Let's try and plot the data in `points1.txt`, after examining the format of the lines in that file.

* Use a **shell command** (`!`) to show the first few lines of the file `points1.txt`

In [None]:
!head points1.txt

* Extract $x$- and $y$-values "by hand"

In [None]:
name = 'points1.txt'
with open(name) as f:
    lines = f.readlines(100)

In [None]:
lines

* each line consists of three (!) short text pieces, separated `;`
* we can split the line on `;` and assign the three pieces to three variables

In [None]:
lines[1]

In [None]:
x, y, z = lines[1].split(';')
x, y

* now `x` contains a name (`x_2`) separated from a value (`3`) by `:`
* we are interested in the value: split on `:` and pick entry `1` from the resulting list

In [None]:
x.split(':')

In [None]:
x.split(':')[1]

* this is a string which needs to be converted to a number (`int` or `float`)

In [None]:
int(x.split(':')[1])

* same for `y`, and all of this for each `line` of the file:

In [None]:
xs, ys = [], []
with open(name) as f:
    for line in f:
        x, y, z = line.split(';')
        xs.append(int(x.split(':')[1]))
        ys.append(float(y.split(':')[1]))

In [None]:
print(xs[:10])
print(ys[:10])

* plotting the $y$-values only yields some random noise ...

In [None]:
plt.plot(ys, '.')

* plotting $y$s against $x$s shows that the data lie on a parabola

In [None]:
plt.plot(xs, ys, 'r+')

* there is always a least squares straight line ...

In [None]:
import numpy as np

In [None]:
Y = np.array(ys)
Y

In [None]:
X = np.array([[1, x] for x in xs])

In [None]:
B0 = np.linalg.inv(X.T @ X) @ (X.T @ Y)
B0

In [None]:
Yhat = X @ B0
Yhat

In [None]:
xxx = np.arange(-20,70)
xxx

In [None]:
plt.plot(xs, ys, '.')
plt.plot(xxx, [[1, x] @ B0 for x in xxx])

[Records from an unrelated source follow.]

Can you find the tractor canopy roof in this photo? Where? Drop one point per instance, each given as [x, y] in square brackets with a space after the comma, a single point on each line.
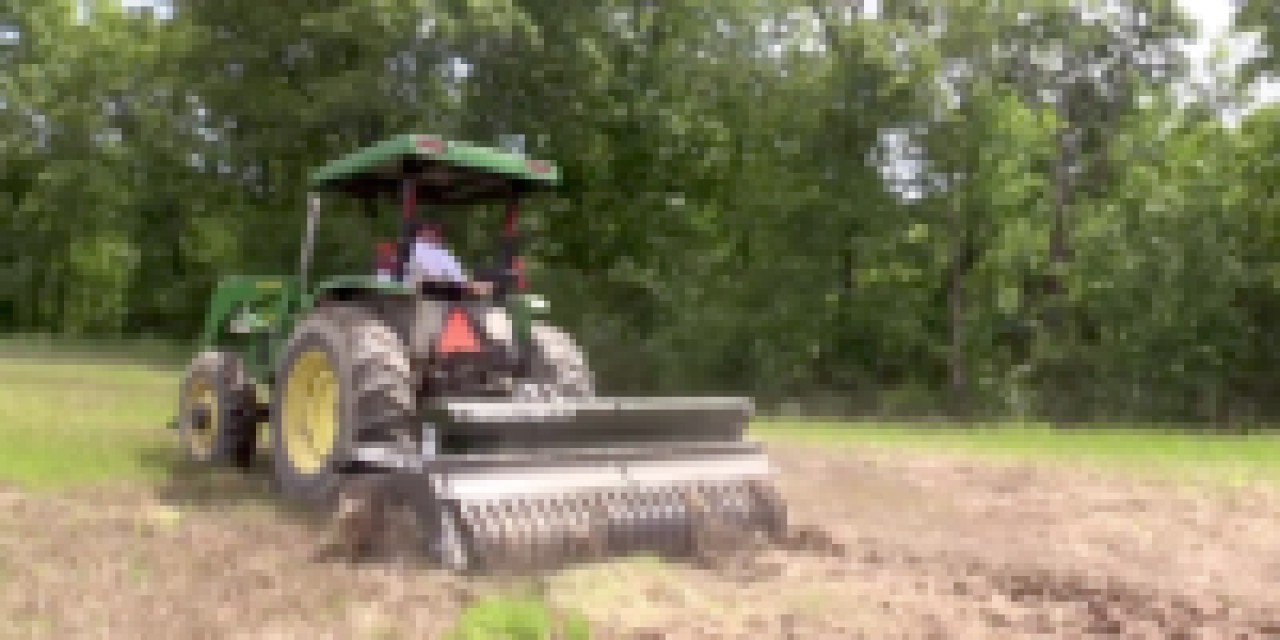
[447, 172]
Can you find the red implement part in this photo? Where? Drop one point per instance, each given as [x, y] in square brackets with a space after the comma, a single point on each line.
[458, 336]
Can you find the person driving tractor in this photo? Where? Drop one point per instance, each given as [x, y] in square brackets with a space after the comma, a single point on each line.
[430, 259]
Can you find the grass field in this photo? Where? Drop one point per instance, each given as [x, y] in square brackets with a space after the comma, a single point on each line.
[891, 494]
[69, 417]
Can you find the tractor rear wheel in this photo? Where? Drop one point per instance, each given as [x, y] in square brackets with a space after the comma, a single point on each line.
[344, 378]
[218, 408]
[560, 369]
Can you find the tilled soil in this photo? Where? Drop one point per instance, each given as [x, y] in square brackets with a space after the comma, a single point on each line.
[886, 544]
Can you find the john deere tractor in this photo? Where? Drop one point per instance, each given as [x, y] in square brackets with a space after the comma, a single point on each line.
[489, 410]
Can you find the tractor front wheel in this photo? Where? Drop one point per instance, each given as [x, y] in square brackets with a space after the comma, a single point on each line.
[343, 378]
[216, 421]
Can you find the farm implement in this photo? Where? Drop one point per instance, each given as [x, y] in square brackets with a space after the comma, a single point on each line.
[488, 412]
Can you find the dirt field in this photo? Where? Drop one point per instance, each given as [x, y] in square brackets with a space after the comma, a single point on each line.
[888, 544]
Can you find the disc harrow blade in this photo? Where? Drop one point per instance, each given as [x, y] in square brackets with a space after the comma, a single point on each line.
[543, 531]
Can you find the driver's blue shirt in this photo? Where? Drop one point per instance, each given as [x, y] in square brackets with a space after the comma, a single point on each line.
[432, 260]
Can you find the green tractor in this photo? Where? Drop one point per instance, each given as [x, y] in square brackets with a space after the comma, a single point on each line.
[489, 411]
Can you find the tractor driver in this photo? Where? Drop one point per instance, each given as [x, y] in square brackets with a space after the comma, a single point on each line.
[432, 260]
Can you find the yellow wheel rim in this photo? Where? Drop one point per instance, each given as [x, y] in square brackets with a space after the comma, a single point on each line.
[202, 396]
[310, 411]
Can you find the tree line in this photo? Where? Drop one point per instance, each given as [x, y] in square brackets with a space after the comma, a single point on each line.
[933, 208]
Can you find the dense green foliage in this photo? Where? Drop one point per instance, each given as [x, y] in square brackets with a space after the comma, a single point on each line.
[1074, 241]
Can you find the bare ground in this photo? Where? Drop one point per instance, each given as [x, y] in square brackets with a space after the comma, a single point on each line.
[887, 544]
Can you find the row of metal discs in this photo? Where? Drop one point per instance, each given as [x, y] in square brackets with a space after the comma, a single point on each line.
[529, 533]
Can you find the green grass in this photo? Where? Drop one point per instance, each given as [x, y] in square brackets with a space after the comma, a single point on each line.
[67, 423]
[74, 416]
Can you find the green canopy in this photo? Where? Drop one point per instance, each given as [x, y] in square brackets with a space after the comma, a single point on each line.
[447, 172]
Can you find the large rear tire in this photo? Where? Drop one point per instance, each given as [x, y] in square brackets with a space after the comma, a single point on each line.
[344, 378]
[218, 407]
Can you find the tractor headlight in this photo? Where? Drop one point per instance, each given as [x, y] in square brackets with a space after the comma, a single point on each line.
[535, 302]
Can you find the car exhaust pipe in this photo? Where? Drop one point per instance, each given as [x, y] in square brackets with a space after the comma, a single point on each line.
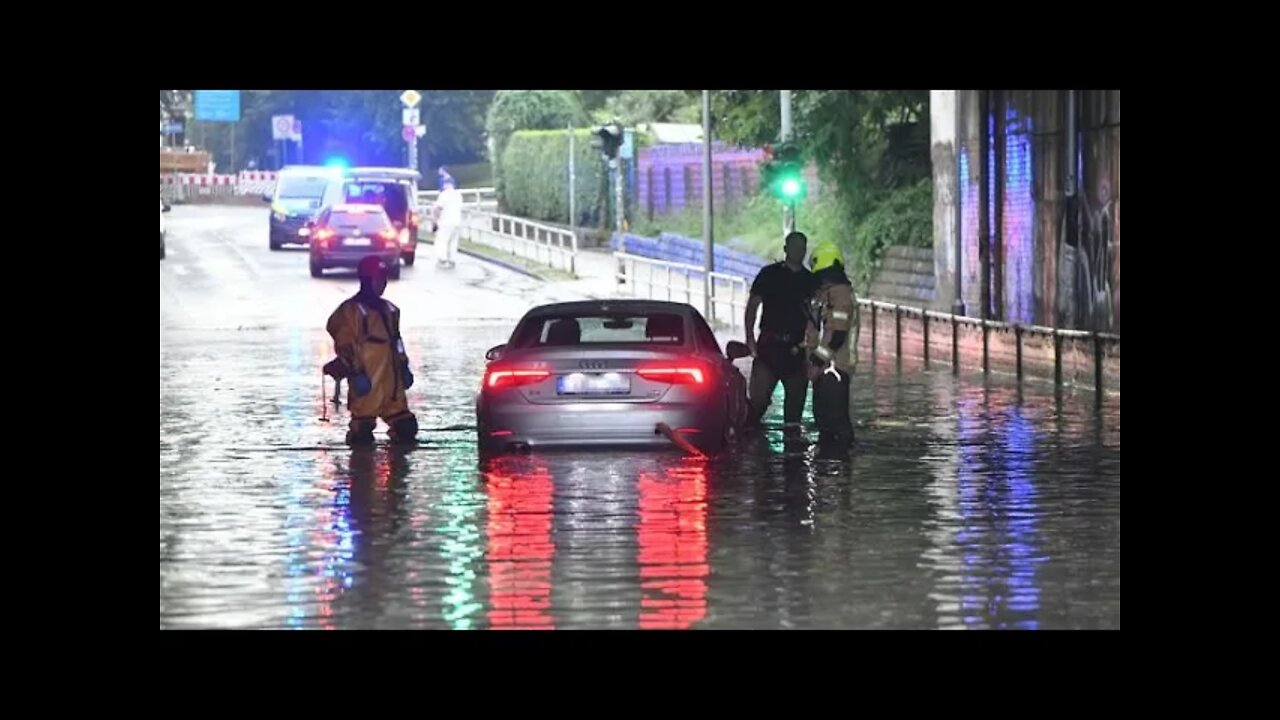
[664, 429]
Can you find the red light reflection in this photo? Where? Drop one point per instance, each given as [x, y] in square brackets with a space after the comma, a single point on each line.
[672, 537]
[520, 546]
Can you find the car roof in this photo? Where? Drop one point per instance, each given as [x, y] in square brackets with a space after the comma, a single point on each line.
[309, 171]
[357, 208]
[384, 173]
[611, 306]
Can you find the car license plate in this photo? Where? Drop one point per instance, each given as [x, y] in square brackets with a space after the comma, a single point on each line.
[593, 383]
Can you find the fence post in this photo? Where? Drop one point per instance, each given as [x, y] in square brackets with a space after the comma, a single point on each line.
[924, 318]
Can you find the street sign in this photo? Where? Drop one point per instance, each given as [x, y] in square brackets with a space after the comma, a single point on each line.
[282, 127]
[218, 105]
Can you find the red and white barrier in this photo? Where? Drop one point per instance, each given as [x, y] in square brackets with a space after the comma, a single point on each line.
[250, 182]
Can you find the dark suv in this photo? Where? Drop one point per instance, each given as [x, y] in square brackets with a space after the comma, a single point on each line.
[396, 191]
[344, 235]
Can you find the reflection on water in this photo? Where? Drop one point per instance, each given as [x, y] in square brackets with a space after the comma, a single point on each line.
[672, 538]
[963, 505]
[520, 545]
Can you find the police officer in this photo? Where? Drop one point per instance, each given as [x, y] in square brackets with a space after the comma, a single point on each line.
[832, 341]
[785, 288]
[365, 331]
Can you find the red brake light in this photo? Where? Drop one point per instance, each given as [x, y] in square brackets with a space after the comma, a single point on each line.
[673, 374]
[510, 377]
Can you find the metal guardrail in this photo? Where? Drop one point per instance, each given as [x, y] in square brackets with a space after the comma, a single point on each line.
[479, 197]
[1104, 347]
[545, 245]
[688, 282]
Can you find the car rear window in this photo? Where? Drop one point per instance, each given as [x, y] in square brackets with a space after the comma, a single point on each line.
[362, 222]
[649, 328]
[393, 196]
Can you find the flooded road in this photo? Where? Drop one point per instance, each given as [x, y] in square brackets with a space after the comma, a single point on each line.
[964, 505]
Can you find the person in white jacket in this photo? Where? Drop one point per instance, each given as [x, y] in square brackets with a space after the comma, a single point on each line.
[448, 223]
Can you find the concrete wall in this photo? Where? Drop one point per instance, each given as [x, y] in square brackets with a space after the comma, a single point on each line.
[1046, 274]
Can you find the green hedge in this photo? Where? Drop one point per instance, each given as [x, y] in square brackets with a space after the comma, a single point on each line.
[535, 177]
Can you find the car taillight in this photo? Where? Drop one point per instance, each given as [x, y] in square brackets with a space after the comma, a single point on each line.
[502, 378]
[673, 374]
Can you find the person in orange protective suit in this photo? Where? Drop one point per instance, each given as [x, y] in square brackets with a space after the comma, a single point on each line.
[371, 359]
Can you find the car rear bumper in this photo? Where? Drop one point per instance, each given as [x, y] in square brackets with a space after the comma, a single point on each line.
[352, 258]
[593, 424]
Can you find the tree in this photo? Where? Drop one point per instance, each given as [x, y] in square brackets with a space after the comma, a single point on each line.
[526, 109]
[871, 145]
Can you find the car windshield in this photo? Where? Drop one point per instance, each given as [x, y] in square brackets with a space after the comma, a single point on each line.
[300, 187]
[647, 328]
[368, 222]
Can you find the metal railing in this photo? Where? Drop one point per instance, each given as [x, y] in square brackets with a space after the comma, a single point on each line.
[685, 283]
[478, 197]
[1078, 358]
[545, 245]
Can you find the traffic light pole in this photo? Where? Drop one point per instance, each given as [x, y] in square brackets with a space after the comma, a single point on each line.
[789, 214]
[708, 237]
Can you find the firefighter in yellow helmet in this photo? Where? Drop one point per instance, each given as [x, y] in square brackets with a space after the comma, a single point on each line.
[832, 342]
[371, 358]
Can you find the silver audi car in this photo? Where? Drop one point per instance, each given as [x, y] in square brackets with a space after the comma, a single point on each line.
[611, 373]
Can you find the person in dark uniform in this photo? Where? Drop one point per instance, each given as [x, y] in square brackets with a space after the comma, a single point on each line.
[785, 288]
[832, 343]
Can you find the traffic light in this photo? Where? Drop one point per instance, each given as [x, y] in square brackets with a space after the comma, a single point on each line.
[782, 172]
[608, 140]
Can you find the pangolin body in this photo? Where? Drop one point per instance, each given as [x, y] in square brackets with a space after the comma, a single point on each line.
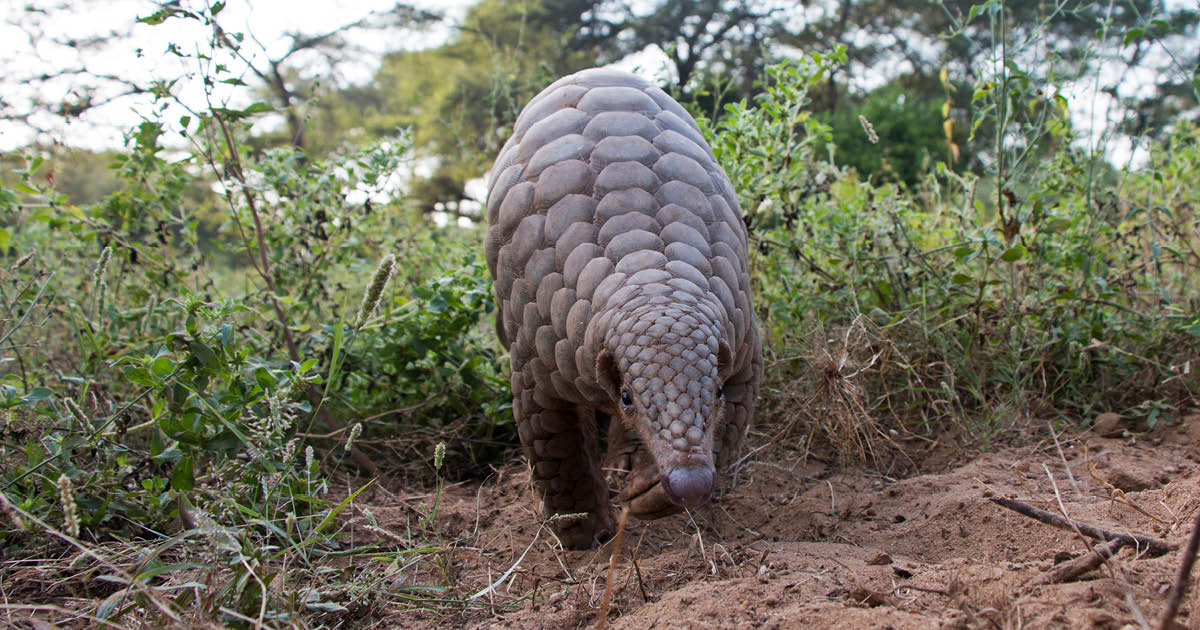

* now prepare the data for a **quadratic** least squares best fit ...

In [None]:
X = np.array([[1, x, x*x] for x in xs])

## Exercises.

1. What is the `numpy` command for computing the mean?
1. What is the command for plotting a horizontal line (of slope $0$)?
1. What exactly does the Unix command `head` do?
1. Compute and plot the least squares best quadratic fit to the data in `points1.txt`